Figure 5.8 - Net Available Oil Supply, Reference Case

  • To a small degree, butanes, synthetic crude oil and light conventional crude oil are also used for blending. Growth in volumes from these sources is difficult to predict, as it varies with relative demand, availability, and pricing of these components. For the purposes of this analysis, blending requirements are assumed to be met by 13.2 10³m³/d (83 Mb/d) of butanes, 8.5 10³m³/d (53 Mb/d) of light crude oil (synthetic and conventional) and 141.9 10³m³/d (893 Mb/d) of condensate by 2035. The requirement for imported condensate is estimated to be 125.7 10³m³/d (786 Mb/d).
  • Required crude oil feedstock for refining is a function of petroleum product demand. The oil refining sector in Canada relies on both domestic and imported crude to produce the Figure 5.9 - Supply and Demand Balance, Light Crude Oil, Reference Caseproducts that Canadians use. Canada also imports refined petroleum products, as it is economic to do so in some regions.
  • From 2012 to 2035, total Canadian refinery feedstock requirements rise by 5.6 per cent to 313.7 10³m³/d (2.0 MMb/d) in the Reference Case.
  • Canadian crude oil available for export has been rising and will continue to respond to increases in supply from Alberta’s oil sands and changes in supply from conventional sources.

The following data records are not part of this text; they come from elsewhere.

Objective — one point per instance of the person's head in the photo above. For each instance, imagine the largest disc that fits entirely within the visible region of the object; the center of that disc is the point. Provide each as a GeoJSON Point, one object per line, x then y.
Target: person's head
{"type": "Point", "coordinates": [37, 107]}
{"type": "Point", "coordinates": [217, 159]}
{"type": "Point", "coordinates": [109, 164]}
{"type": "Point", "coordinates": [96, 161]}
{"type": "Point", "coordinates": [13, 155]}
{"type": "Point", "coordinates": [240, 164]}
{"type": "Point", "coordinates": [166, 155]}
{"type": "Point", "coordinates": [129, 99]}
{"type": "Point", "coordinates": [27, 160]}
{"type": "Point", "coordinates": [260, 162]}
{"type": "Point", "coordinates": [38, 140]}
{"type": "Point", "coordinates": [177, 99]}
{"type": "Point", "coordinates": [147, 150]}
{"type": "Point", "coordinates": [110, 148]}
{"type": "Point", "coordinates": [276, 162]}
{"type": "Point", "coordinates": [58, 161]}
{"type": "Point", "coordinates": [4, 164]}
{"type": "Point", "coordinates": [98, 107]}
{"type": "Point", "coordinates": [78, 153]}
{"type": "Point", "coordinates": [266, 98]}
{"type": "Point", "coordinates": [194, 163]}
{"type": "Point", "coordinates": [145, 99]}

Figure 5.9 - Supply and Demand Balance, Light Crude Oil, Reference Case

  • In the Reference Case, total crude oil (light and heavy) available for export rises 139 per cent to 883 10³m³/d (5.5 MMb/d) from 2012 to 2035. Light crude oil exports peak at 250 10³m³/d (1.6 MMb/d) in 2025 and gradually decline to 218 10³m³/d (1.4 MMb/d) in 2035 (Figure 5.9). The decline reflects lower production of light crude oil and flat domestic demand. Heavy crude oil exports rise by 182 per cent to 665 10³m³/d (4.2 MMb/d) reflecting increases in blended bitumen production from Alberta’s oil sands (Figure 5.10).

Figure 5.10 - Supply and Demand Balance, Heavy Crude Oil, Reference Case

Figure 5.10 - Supply and Demand Balance, Heavy Crude Oil, Reference Case
  • Total oil available for export over the next 23 years grows by 172 per cent in the High Price Case and 67 per cent in the Low Price Case.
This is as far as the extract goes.